Мать состояла в родительском комитете, а отец был просто солидным человеком – этого было достаточно, чтобы внушить Анне Викторовне уважение к ним.
Я защищалась, как могла: «Кто, кто тогда, по-вашему, оставил этот шрам? Не сама же я порезала…» – Я так старалась достучаться до них, но меня просто не слышали. Мне было двенадцать, и меня считали за ребёнка. Да её мать вообще затыкала меня, как только могла, её голос перекрывал мой.
Все хором утверждали, что у Ангелины ножа не было и вообще она боится крови. В итоге меня вытолкали за дверь, «чтобы старших не перебивала». Там я слышала голоса то отца, то матери Ангелины, то подытоживающие фразы Анны Викторовны, но отчима я не слышала. Совсем.

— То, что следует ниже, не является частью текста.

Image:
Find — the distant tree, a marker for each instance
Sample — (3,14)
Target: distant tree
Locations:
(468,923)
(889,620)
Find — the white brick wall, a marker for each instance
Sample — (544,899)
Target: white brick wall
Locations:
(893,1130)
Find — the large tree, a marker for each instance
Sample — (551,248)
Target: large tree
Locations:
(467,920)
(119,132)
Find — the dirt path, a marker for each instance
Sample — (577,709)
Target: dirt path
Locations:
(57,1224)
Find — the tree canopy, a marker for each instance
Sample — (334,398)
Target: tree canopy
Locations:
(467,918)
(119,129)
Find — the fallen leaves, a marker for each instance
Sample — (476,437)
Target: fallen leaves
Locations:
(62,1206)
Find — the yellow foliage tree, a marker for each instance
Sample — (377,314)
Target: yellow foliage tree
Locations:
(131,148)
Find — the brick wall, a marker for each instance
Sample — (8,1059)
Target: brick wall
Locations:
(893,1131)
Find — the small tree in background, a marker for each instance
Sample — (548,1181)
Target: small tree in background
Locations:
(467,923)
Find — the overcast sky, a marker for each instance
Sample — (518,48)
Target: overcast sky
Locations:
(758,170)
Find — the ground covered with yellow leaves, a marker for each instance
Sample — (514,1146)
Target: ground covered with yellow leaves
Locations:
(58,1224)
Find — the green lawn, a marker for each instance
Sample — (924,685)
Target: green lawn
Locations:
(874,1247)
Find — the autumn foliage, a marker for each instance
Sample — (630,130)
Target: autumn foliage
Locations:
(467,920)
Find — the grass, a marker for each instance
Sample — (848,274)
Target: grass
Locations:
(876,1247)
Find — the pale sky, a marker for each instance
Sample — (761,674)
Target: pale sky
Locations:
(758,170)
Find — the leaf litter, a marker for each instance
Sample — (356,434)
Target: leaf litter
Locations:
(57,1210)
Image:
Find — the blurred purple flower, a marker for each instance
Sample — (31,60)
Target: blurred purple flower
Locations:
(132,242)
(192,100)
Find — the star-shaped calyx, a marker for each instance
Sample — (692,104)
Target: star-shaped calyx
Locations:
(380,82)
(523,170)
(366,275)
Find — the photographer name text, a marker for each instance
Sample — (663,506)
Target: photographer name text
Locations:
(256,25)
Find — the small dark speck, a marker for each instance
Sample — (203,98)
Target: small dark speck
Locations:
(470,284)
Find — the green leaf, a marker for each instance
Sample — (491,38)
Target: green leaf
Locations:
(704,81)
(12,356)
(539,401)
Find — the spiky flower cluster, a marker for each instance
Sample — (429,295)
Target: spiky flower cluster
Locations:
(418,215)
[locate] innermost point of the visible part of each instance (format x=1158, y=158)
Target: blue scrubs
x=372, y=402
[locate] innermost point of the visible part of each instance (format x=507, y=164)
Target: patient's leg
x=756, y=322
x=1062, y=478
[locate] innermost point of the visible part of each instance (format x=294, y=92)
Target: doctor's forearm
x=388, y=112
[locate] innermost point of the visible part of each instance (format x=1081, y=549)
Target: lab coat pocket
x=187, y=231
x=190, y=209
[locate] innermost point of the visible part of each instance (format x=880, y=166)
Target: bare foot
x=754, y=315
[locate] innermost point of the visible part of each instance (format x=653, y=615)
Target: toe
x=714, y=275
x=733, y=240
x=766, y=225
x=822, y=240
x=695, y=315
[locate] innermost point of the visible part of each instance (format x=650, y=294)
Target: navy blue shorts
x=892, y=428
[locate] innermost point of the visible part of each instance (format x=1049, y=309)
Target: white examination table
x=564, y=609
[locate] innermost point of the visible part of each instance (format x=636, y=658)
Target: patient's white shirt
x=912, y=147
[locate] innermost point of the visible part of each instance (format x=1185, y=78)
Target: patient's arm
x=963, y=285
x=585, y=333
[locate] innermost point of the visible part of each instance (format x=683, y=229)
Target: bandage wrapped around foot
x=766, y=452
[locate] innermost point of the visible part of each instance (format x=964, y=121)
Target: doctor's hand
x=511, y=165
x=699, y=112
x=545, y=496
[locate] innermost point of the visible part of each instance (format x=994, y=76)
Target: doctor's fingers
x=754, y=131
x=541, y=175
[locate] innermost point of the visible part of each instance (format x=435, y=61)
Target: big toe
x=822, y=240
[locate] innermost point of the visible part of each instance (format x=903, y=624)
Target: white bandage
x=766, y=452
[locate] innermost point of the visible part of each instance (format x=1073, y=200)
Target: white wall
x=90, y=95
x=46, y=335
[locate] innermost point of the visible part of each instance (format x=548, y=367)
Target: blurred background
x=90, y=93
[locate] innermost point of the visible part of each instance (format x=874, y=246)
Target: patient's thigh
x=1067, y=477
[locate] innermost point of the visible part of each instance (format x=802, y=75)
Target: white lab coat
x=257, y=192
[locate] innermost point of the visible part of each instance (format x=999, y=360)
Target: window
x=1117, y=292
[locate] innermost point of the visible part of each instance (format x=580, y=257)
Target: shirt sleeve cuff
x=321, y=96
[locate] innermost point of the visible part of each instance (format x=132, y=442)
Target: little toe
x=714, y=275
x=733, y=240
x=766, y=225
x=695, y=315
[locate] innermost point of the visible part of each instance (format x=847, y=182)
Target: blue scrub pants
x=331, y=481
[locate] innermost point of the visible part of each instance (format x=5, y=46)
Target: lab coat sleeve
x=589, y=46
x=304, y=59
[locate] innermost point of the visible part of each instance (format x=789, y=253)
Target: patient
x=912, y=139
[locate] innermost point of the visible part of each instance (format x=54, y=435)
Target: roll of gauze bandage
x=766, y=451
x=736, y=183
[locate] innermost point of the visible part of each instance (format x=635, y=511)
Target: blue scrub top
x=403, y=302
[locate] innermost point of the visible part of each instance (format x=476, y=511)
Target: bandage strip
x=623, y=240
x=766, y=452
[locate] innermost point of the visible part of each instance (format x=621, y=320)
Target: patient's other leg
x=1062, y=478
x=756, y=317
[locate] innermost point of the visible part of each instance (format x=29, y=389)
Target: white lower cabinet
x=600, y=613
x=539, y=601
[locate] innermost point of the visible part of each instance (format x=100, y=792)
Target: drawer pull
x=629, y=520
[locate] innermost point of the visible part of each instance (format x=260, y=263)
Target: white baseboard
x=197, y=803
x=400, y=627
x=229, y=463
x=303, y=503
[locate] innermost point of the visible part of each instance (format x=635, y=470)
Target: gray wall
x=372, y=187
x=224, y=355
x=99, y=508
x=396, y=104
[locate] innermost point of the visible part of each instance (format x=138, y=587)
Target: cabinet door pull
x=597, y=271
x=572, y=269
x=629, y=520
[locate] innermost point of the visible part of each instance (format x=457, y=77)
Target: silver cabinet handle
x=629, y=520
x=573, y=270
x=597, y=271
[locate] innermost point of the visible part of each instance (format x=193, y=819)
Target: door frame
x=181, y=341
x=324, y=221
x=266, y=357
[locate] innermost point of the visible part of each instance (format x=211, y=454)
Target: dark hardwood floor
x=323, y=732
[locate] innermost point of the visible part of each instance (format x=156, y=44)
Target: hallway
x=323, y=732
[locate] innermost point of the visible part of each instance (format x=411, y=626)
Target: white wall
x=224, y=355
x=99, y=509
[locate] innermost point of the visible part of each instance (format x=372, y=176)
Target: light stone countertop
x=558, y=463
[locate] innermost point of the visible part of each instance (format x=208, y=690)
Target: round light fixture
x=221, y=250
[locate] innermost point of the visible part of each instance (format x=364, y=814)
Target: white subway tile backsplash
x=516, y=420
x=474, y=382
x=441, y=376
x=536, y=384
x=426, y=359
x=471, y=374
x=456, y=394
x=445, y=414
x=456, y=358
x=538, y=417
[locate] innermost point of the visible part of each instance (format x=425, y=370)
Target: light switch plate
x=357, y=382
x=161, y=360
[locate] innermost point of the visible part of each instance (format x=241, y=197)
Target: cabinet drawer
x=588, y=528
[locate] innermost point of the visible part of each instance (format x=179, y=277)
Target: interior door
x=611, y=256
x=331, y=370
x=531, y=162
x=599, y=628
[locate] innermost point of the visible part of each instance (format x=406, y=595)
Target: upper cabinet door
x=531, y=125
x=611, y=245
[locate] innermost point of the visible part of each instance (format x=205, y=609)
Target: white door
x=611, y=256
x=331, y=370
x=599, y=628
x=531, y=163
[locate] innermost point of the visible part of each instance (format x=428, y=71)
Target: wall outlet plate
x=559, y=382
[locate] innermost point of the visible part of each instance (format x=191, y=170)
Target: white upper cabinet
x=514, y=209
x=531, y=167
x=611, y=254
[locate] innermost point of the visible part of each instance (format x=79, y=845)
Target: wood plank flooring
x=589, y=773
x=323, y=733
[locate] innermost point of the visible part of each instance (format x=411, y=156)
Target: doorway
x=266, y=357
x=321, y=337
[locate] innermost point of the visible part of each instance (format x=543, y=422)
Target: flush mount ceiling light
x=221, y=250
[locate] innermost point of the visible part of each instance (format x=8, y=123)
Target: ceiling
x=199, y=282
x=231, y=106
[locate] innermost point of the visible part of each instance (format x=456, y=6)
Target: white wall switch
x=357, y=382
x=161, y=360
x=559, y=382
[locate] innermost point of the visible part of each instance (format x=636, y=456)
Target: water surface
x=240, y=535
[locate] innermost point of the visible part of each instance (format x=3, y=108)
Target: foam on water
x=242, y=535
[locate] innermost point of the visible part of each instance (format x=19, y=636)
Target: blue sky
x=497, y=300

Когда дверь открылась, я увидела, как он стоит и покорно кивает. Ха! Он всегда кивал, когда трусил или не знал, что сказать. «Дико извиняюсь, мне ужасно стыдно за неё, да чёрта с два она теперь из дома выйдет!» – бурчал он, с щепетильной улыбочкой раскланиваясь налево и направо. Такой вот он был, грозный Пустовалов!
Вряд ли он поверил наговорам, скорее всего, он просто не хотел связываться. Матери он наплёл, что я, хулиганка, шлялась с мальчишками, которые и порезали мне лицо, и теперь чёрт знает, где их искать.
На Ангелину, по его словам, я напала и чуть не убила бедную девочку. Видишь ли, отчим не хотел сознаваться матери в том, что не смог меня защитить от наездов. На его слова она только сказала что-то типа: «Во, дурная голова ногам покоя не даёт!.. Шляться было нечего, сама теперь виновата!»
Меня пытались сажать под домашний арест, в школе Ангелина настраивала всех против меня, я чувствовала себя оплёванной и подбитой. Помню ещё, как хотела в окно выброситься.
– И что тебя остановило? – спросила Илин. В её глазах читалось неподдельное любопытство.
– Интерес, – кратко ответила Алика.
– Интерес?
– Да, именно, интерес к жизни. Мне было интересно, что будет дальше. – Эти слова Алика произнесла уже не с усмешкой, не с горечью, но с воодушевлением.
– А с Соней ты больше не общалась?
– Да разве после того можно общаться?! – Алика помолчала и в сердцах добавила: – Плевать я на неё хотела, после такого предательства!
Илин усмехнулась.
– Поверь моему опыту, девочка, это предательство совсем не велико. – Она посмотрела на Алику, как на трёхлетнюю, а потом добавила: – Годы учат снисходительности. Запомни это. Хотя… Впрочем, ты и так вспомнишь эти слова.